Monday 18 December 2017

Kildare need a 'cut-throat' mentality to avoid drop

Kildare's Aindria Mac Lochlainn leaves the pitch after the game with his daughter Ella May
Kildare's Aindria Mac Lochlainn leaves the pitch after the game with his daughter Ella May

ANDRIÚ Mac LOCHLAINN surveys the wreckage of Kildare's already-doomed quest for promotion and concludes that they need to "get a bit more cut-throat".

It wasn't meant to be this way ... at the start of February, Jason Ryan's men were installed as 10/3 favourites to claim the Division Two crown and, with that, an instant return to the top-flight.

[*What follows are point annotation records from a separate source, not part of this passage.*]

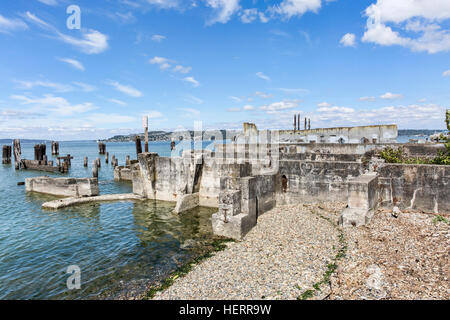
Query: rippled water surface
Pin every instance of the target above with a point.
(114, 244)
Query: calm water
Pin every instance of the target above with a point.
(118, 246)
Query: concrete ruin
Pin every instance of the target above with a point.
(64, 187)
(262, 169)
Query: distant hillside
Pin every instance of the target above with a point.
(414, 132)
(163, 136)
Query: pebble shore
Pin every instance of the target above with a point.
(284, 255)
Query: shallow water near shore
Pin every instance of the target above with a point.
(119, 247)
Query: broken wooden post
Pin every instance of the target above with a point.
(95, 169)
(17, 154)
(6, 159)
(138, 145)
(101, 148)
(145, 124)
(55, 148)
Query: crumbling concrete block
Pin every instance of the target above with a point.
(186, 202)
(362, 200)
(66, 187)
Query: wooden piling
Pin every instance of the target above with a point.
(55, 148)
(101, 148)
(17, 154)
(138, 145)
(6, 156)
(94, 169)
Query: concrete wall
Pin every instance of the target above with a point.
(67, 187)
(422, 187)
(309, 181)
(377, 134)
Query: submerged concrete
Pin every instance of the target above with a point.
(67, 202)
(66, 187)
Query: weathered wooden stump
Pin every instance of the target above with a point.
(101, 148)
(138, 145)
(6, 158)
(95, 169)
(17, 154)
(55, 148)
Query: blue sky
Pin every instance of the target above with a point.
(222, 62)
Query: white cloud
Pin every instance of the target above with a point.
(237, 99)
(164, 4)
(279, 106)
(182, 69)
(263, 95)
(324, 105)
(262, 76)
(336, 109)
(74, 63)
(84, 86)
(192, 81)
(249, 15)
(369, 99)
(158, 37)
(49, 2)
(119, 102)
(126, 89)
(391, 96)
(58, 105)
(348, 40)
(8, 25)
(27, 85)
(224, 10)
(419, 19)
(291, 8)
(91, 41)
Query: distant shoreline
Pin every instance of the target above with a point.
(163, 136)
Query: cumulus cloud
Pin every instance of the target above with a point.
(262, 76)
(348, 40)
(91, 41)
(192, 81)
(223, 10)
(291, 8)
(128, 90)
(74, 63)
(390, 22)
(391, 96)
(55, 104)
(279, 106)
(369, 99)
(8, 25)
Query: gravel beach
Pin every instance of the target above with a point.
(284, 255)
(406, 257)
(403, 257)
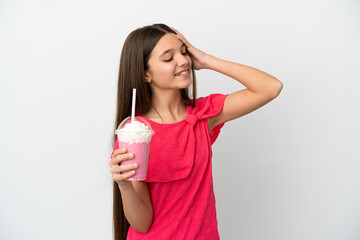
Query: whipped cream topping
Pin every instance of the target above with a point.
(135, 132)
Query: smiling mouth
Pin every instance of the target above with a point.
(185, 72)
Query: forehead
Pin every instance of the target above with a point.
(168, 41)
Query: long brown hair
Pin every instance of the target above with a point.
(133, 64)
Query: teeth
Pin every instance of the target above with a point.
(183, 73)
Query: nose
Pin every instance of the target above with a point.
(183, 60)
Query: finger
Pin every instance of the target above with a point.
(122, 177)
(181, 37)
(121, 157)
(122, 168)
(118, 151)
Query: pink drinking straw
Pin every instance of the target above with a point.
(133, 106)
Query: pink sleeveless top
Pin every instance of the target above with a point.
(180, 176)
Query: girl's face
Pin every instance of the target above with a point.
(169, 64)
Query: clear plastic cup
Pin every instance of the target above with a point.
(136, 137)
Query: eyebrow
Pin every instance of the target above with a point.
(170, 50)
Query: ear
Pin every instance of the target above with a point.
(147, 77)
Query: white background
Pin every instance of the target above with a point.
(288, 171)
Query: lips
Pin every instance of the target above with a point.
(183, 72)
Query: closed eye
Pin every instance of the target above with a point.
(183, 53)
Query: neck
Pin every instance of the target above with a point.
(168, 105)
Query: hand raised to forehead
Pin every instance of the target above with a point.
(198, 57)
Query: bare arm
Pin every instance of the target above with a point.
(261, 88)
(135, 195)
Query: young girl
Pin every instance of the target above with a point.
(176, 201)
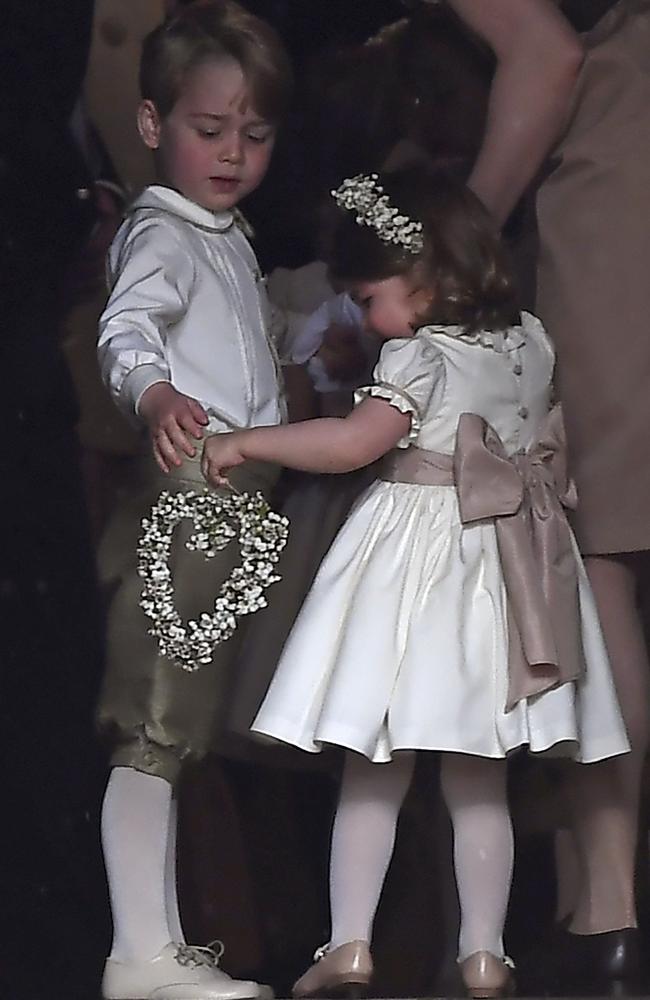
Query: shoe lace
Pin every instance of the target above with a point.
(321, 952)
(193, 955)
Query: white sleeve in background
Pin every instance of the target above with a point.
(339, 310)
(153, 274)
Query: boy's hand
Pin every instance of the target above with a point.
(342, 354)
(221, 452)
(171, 417)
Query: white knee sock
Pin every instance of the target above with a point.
(135, 833)
(475, 792)
(362, 841)
(171, 878)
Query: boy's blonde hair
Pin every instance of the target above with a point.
(216, 29)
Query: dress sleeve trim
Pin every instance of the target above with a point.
(398, 398)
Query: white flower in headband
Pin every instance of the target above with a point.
(364, 195)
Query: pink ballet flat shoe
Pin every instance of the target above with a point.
(486, 977)
(344, 972)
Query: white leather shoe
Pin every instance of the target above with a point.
(179, 972)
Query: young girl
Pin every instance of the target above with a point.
(452, 612)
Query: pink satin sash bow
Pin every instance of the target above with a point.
(525, 495)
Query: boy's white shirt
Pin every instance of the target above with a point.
(187, 305)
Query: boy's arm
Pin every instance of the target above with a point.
(329, 444)
(151, 292)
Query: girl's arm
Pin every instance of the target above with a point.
(538, 59)
(330, 444)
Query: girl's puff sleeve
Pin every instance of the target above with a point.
(152, 277)
(406, 376)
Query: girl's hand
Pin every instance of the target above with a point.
(172, 418)
(221, 452)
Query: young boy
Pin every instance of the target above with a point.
(183, 346)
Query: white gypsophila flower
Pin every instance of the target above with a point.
(365, 196)
(262, 536)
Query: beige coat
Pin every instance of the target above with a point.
(594, 281)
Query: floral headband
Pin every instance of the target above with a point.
(364, 195)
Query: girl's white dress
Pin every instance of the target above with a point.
(402, 642)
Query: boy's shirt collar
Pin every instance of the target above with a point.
(168, 200)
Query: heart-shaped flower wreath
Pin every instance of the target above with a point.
(262, 536)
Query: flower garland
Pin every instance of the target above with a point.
(262, 536)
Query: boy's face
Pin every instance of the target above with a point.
(213, 147)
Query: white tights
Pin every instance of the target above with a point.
(364, 835)
(139, 840)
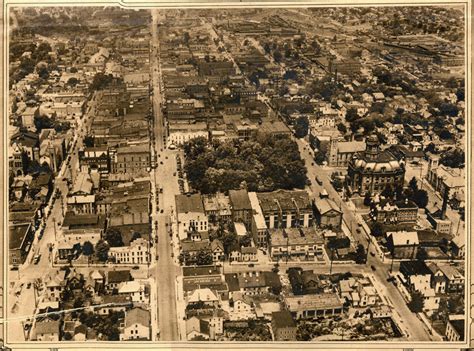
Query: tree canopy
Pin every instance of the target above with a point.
(264, 163)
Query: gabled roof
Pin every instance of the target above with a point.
(283, 319)
(189, 203)
(137, 315)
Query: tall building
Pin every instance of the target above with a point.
(374, 170)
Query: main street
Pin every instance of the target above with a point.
(166, 269)
(24, 304)
(417, 329)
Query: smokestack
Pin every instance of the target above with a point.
(445, 203)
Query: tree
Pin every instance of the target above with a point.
(301, 126)
(89, 141)
(413, 184)
(342, 128)
(367, 199)
(245, 241)
(360, 255)
(351, 114)
(114, 237)
(136, 235)
(204, 258)
(421, 198)
(277, 56)
(87, 248)
(102, 250)
(416, 303)
(387, 192)
(73, 81)
(377, 229)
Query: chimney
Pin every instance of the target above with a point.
(445, 203)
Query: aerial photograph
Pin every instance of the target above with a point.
(233, 175)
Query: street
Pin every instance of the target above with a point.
(166, 269)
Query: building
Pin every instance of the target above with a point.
(372, 171)
(180, 133)
(283, 326)
(138, 252)
(94, 159)
(131, 159)
(445, 179)
(455, 330)
(258, 227)
(19, 242)
(403, 244)
(295, 243)
(137, 325)
(313, 306)
(327, 213)
(286, 208)
(190, 215)
(241, 207)
(46, 330)
(394, 213)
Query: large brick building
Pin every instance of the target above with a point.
(374, 170)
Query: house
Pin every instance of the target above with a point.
(249, 254)
(314, 305)
(327, 213)
(136, 253)
(258, 227)
(116, 278)
(438, 280)
(235, 254)
(286, 208)
(384, 211)
(190, 214)
(455, 330)
(136, 290)
(137, 325)
(217, 249)
(19, 242)
(241, 206)
(197, 329)
(403, 244)
(242, 303)
(358, 292)
(46, 330)
(203, 296)
(54, 285)
(283, 326)
(290, 243)
(454, 279)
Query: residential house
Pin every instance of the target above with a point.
(190, 215)
(46, 330)
(197, 329)
(248, 254)
(19, 242)
(117, 278)
(283, 326)
(403, 244)
(455, 330)
(137, 325)
(136, 253)
(327, 213)
(138, 291)
(217, 249)
(241, 207)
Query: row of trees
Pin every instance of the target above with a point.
(264, 163)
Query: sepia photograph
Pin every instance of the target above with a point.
(251, 174)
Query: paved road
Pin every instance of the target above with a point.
(166, 269)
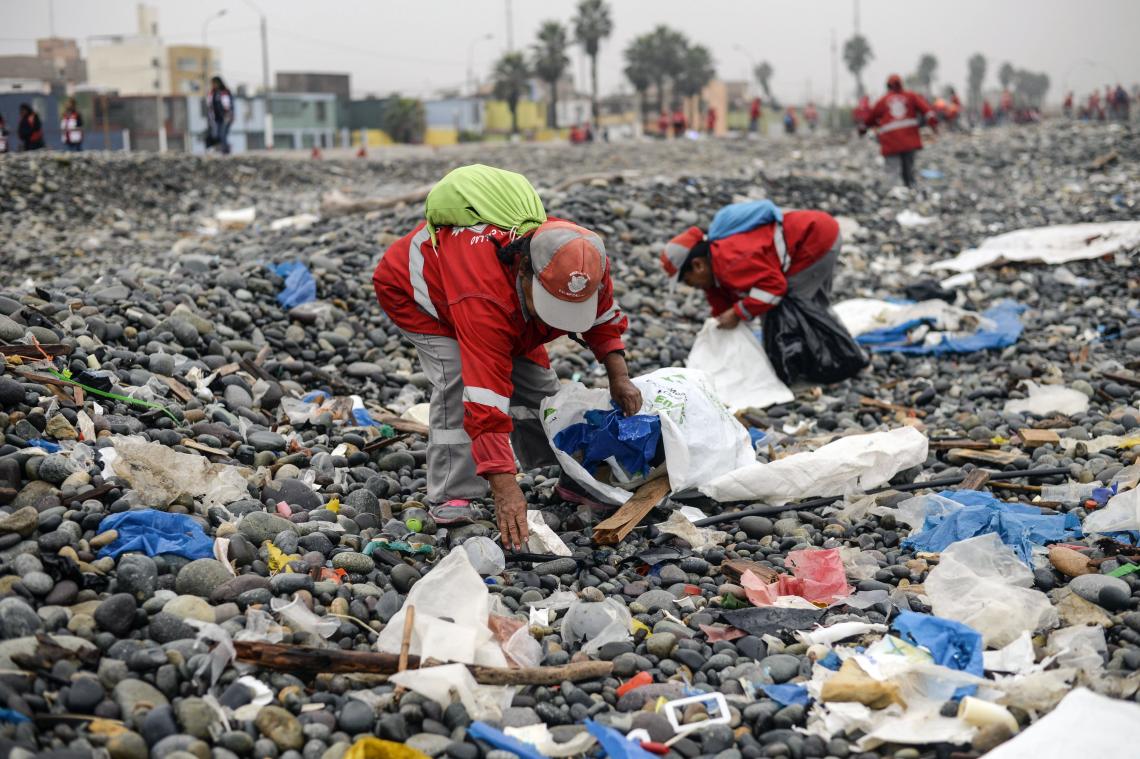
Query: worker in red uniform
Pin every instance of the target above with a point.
(748, 272)
(479, 302)
(896, 117)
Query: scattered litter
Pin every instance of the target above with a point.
(855, 463)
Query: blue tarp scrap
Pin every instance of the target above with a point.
(1018, 525)
(743, 217)
(153, 532)
(787, 695)
(300, 286)
(633, 440)
(1007, 331)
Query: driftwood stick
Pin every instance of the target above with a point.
(314, 661)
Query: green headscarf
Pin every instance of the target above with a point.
(478, 194)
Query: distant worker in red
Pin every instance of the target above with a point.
(896, 117)
(754, 116)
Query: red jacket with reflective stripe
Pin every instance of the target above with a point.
(747, 266)
(461, 290)
(897, 117)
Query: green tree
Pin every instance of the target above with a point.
(638, 68)
(404, 120)
(857, 55)
(592, 25)
(550, 63)
(977, 74)
(512, 80)
(763, 74)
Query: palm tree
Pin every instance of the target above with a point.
(512, 79)
(926, 71)
(763, 74)
(592, 25)
(857, 55)
(550, 63)
(977, 68)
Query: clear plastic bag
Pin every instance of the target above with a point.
(983, 584)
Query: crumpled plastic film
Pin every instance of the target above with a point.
(846, 465)
(982, 582)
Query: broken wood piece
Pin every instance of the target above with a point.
(1039, 438)
(996, 457)
(623, 521)
(315, 661)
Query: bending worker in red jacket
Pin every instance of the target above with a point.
(897, 116)
(479, 301)
(749, 272)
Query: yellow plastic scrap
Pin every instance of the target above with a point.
(278, 560)
(372, 748)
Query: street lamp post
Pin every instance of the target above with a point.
(471, 59)
(265, 76)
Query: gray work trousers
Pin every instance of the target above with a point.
(814, 283)
(450, 467)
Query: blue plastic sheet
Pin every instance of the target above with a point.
(743, 217)
(153, 533)
(1007, 331)
(632, 440)
(300, 286)
(788, 695)
(1018, 525)
(615, 744)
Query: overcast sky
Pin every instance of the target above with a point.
(420, 46)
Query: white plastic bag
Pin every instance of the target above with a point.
(841, 466)
(739, 367)
(982, 582)
(701, 439)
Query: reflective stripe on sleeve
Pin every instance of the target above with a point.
(416, 272)
(486, 397)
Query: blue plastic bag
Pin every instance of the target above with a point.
(743, 217)
(154, 532)
(1018, 525)
(952, 644)
(300, 286)
(632, 440)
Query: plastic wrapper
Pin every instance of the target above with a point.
(153, 532)
(804, 340)
(1043, 400)
(438, 683)
(982, 582)
(594, 623)
(164, 474)
(1121, 513)
(740, 370)
(701, 439)
(301, 619)
(851, 464)
(450, 620)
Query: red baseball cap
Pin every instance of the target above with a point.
(569, 264)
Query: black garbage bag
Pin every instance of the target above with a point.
(806, 341)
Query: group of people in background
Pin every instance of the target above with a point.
(30, 129)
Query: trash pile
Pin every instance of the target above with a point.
(213, 536)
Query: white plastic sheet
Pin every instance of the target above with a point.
(982, 582)
(1047, 399)
(1050, 245)
(701, 439)
(1083, 725)
(453, 590)
(841, 466)
(739, 367)
(1121, 513)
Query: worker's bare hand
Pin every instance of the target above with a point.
(510, 511)
(626, 396)
(729, 319)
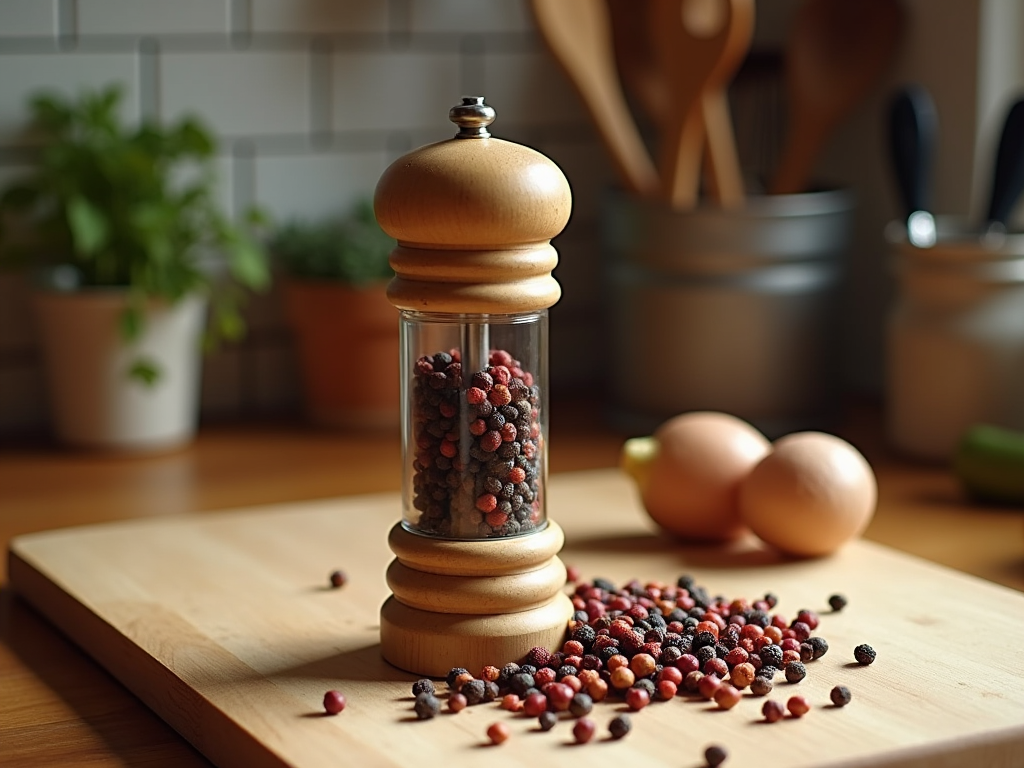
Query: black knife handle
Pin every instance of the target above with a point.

Three defeats later, two in Newbridge, they are staring at the alternative appalling vista: Division Three.

Mac Lochlainn, the now-retired defensive stalwart, has been watching former colleagues in his role as a local radio commentator and newspaper columnist. He appreciates the influx of youth that has altered the panel's make-up over the past few seasons, but still reckons there's sufficient experience available. "It's time they took a stand," he reasons.

It's not that the performances have been uniformly grim. Against Down they blew a three-point lead by coughing up 2-1 in the dying minutes. Their second half fadeout from a winning position against Meath was less spectacular but equally painful - whereas last Sunday's home defeat to Westmeath was surely their worst, performance-wise, to date.


For all the positive talk emanating from the camp, Mac Lochlainn points out that "their body language in the first half (against Westmeath) didn't really display that. They made a lot of simple errors. On bad days like that, we used to always speak in the dressing-room about focussing on winning clean ball, winning your own patch, securing possession, then getting runners off the shoulder.

"It's an energy-sapping workrate that you need, but that's the National League for you at this time of the year. It's not going to be pretty."

The Ellistown man expands: "I'm not in the circle but if they hadn't got their sights set on promotion this year, I would be disappointed. Now that's not a reality; now they need to rearrange that goal.

"The ultimate goal for the league is to stay in that division, but the short-term goal is to get two points on the board against Cavan. Get a result. Get a performance.

"Worse case scenario, if they played very well, fought to the bitter end but Cavan came out on top - you could say there's progression there."

Mac Lochlainn had hoped the O'Byrne Cup final display against Dublin, eventually losing in extra-time, marked a "turning point" after a 2014 campaign devoid of consistency. Now he's not so sure.

"It would be a big ask for them to say their goal is to win Leinster - but that would have to be their goal, because winning an All-Ireland is too far beyond them," he concedes.

"I think Kildare people would be quite happy if they reached a Leinster final and had a good performance and then moved forward in the qualifiers; that would be as much as could be expected this year."